On the 23rd of October 2017, Core Consultants presented a paper at the Annual Nickel Institute Conference (INSG) which summarized the current state of the Lithium Ion Battery Market. You can download the full presentation with audio here.
The Lithium Ion Battery market is undergoing a revival with billions having been committed over the last two years and billions more to be committed over the next five years in order to expand production capacity. We are witnessing the birth of the multi-gigawatt hour production facilities, which we estimate will increase demand for lithium-ion storage by over 100GW by 2021.
Tesla has become a household name; it is not a traditional battery manufacturer, yet has chosen to develop a gigafactory in Nevada, the largest of all new lithium-ion battery plants. This decision has arguably disrupted two mature industries, causing the automotive giants, such as General Motors and Nissan Motor Co, Ltd, to re-evaluate their positions with respect to developing electric vehicles, while also disrupting the battery manufacturers, forcing them to consider their expansion plans and increase their scale.
Tesla aside, the majority of new lithium-ion battery capacity is actually being developed in Asia. At present around 88% of all lithium-ion cell capacity is here, and Asia is expected to retain its monopoly.
The graph shows current projects, projects under construction, which are expected to be commissioned by the end of 2018, and then announced projects which are expected to come online by the end of 2021.
Leading the expansion in China, BYD is expecting to expand its capacity to 34,000 MW from the current 16,000 MW. Other significant expansions include Guoxuan High Tech which will produce 25,000 from the current 6,000 MW capacity; Lishen is set to increase its capacity by 17,000 MW bringing its total to 20,000 MW, and Amperex is expected to raise its capacity by 10,000 MW to 17,500 MW.
Samsung is also looking to expand its capacity in China and is already well established in South Korea.
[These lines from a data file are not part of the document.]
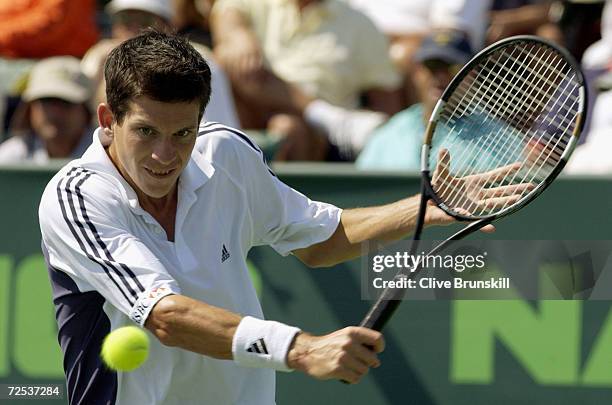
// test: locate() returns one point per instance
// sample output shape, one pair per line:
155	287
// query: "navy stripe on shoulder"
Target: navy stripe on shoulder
241	135
234	131
82	327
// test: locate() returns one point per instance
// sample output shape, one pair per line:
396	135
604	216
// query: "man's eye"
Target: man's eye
145	131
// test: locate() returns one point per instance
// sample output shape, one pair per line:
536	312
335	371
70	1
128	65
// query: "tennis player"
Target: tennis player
153	225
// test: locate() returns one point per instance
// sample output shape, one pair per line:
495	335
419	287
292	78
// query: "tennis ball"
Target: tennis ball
125	349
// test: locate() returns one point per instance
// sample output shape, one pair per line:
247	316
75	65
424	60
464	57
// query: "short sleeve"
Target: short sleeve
85	230
376	67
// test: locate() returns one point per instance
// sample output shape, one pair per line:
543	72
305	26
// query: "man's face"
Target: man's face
55	120
432	77
153	144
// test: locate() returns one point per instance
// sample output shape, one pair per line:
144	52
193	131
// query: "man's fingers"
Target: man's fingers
495	175
442	172
497	202
365	355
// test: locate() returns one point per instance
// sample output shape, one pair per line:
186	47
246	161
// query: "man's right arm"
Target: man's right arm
180	321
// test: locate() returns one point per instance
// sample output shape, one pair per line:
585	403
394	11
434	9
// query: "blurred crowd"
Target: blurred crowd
308	80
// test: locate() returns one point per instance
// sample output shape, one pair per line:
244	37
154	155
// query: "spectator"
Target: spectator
43	28
55	112
129	17
397	144
298	69
517	17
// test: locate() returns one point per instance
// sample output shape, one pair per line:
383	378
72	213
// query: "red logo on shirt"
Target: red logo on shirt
156	292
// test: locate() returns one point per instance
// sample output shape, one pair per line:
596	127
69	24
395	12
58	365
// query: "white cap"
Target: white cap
161	8
599	54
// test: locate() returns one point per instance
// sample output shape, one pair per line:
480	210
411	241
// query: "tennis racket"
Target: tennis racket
501	132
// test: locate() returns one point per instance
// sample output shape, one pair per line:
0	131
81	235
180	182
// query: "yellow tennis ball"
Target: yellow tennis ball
125	349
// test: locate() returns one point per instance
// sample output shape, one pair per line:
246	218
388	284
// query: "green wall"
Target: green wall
463	352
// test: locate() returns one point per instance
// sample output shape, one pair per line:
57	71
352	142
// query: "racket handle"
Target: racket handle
379	314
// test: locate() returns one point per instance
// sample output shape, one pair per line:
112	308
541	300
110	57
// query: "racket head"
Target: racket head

LG Chem has announced an expansion of 19,000 MW and is expanding its Holland Michigan cell plant to 36,000 MW over the next four years.
US-based Boston Power is also focused on increasing its capacity in Asia including China and Taiwan.
It makes sense that the capacity should remain in Asia when we consider the cost differentials between China, Korea and the US shown above.
Despite battery manufacturer’s sales volumes being quite poor they have chosen to continue the expansion. This means that there is a major drive to reduce battery prices, sell more batteries and increase utilization in order to justify the capital expenditure.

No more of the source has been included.